Le beatitudini del giornalista sfida a ogni comunicazione digitale
mercoledì 19 febbraio 2020
Nelle dieci «beatitudini del giornalista», tenute a battesimo in questi giorni ad Assisi nel corso dell'annuale Scuola di formazione che l'Ucsi ha intitolato a Giancarlo Zizola, vi sono alcune parole specificamente rivolte a chi comunica principalmente attraverso la Rete: influencer, youtuber, blogger, semplici amministratori di una pagina o intestatari di un profilo su un social network. Non solo perché queste "beatitudini" hanno raggiunto subito me e quant'altri non erano ad Assisi attraverso Facebook, WhatsApp e, ovviamente, il sito dell'Ucsi nazionale ( bit.ly/38I2hrG ).
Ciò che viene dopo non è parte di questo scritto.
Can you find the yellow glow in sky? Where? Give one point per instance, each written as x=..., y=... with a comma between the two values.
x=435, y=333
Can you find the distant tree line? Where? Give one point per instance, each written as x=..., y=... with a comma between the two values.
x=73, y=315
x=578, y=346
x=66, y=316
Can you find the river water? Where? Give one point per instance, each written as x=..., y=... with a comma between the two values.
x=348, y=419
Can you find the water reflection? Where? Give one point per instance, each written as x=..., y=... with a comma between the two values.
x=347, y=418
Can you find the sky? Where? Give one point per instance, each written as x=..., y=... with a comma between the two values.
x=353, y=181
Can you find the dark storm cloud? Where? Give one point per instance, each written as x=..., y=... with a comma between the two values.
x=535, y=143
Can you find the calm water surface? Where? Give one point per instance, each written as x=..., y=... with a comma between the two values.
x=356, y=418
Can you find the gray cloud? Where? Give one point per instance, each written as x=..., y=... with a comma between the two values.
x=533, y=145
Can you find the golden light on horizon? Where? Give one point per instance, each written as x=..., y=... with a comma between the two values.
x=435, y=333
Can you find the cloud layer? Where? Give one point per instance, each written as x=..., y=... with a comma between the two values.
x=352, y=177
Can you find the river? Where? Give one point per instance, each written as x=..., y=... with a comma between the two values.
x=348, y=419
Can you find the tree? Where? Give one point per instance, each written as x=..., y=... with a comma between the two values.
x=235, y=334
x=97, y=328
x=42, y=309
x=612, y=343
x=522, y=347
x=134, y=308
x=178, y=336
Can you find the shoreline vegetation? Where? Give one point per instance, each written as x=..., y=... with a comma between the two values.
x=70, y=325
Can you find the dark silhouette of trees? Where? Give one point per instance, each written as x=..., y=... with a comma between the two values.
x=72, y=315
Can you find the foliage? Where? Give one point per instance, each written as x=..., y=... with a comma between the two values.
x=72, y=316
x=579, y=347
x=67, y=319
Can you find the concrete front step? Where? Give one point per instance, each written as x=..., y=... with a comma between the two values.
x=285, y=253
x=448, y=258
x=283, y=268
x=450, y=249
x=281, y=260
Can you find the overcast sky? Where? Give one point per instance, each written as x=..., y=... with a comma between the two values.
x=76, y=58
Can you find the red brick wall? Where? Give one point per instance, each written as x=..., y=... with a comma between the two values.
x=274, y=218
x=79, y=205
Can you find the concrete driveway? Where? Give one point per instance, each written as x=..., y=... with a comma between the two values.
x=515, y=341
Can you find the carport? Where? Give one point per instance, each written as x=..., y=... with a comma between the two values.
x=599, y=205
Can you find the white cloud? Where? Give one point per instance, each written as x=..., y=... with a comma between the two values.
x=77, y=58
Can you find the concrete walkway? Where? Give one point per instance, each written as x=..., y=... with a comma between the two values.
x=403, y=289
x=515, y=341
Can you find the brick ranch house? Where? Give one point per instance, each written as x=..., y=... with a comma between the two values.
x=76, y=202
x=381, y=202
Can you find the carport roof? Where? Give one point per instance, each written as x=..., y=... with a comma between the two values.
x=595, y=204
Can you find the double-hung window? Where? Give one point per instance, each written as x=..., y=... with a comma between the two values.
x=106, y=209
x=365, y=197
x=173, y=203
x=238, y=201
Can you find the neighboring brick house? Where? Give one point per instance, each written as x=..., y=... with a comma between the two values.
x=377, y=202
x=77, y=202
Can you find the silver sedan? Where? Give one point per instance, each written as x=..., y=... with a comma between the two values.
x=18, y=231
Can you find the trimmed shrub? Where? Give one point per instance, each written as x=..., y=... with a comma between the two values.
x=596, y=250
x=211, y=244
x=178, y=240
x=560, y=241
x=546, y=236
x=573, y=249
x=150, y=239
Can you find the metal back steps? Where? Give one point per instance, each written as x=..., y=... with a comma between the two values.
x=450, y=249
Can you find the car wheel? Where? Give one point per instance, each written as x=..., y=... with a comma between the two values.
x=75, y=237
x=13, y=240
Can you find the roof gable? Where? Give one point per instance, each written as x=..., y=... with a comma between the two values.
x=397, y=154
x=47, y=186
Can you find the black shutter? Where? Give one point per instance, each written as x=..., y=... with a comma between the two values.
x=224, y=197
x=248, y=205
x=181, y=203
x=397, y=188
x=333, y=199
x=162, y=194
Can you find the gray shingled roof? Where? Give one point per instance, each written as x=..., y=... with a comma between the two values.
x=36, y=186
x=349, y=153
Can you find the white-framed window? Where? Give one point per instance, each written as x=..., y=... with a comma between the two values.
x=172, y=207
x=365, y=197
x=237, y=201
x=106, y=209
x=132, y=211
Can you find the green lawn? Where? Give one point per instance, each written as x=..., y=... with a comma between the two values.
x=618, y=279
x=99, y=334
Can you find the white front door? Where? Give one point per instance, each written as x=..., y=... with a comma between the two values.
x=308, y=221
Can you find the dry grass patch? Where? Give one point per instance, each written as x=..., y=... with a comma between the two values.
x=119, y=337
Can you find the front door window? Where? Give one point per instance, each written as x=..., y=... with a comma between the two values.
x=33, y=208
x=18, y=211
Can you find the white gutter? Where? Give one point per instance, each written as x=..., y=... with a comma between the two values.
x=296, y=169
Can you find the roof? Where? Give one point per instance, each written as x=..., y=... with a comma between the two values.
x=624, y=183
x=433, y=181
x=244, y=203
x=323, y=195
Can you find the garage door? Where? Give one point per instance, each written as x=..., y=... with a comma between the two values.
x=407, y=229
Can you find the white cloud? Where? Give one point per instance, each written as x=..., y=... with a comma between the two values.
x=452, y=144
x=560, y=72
E non solo perché la presidente dell'associazione, Vania De Luca, ha affidato a un post sui social network ( bit.ly/37Cfu4e ) il racconto della loro genesi, nella quale hanno giocato insieme l'attività professionale, gli impegni familiari, la casualità e un angolo di casa misteriosamente propizio alla scrittura. Ma perché alcune, in particolare, contengono un'indicazione importante, che oltrepassa i giornalisti in senso proprio e raggiunge tutti quanti si ingegnano a postare qualcosa in Rete, fosse anche solo un commento, mettendo ciascuno davanti alle proprie responsabilità. «Beato il giornalista che non alimenta paure e chiusure ma che nutre fiducia e speranza» e «Beato il giornalista che riesce e raccontare buone notizie che generano amicizia sociale» sono affermazioni che sfidano la consuetudine a pubblicare o condividere notizie negative, che fomentano i nostri peggiori sentimenti verso l'altro e contribuiscono alla divisione sociale. «Beato il giornalista che è un artigiano della parola ma conosce il valore del silenzio» – l'annuncio dell'ultima di queste «beatitudini» – mette poi in discussione tutta la comunicazione digitale: perché, diciamoci la verità, in Rete la tentazione di dire qualcosa anche quando non abbiamo realmente nulla da dire è spesso irresistibile.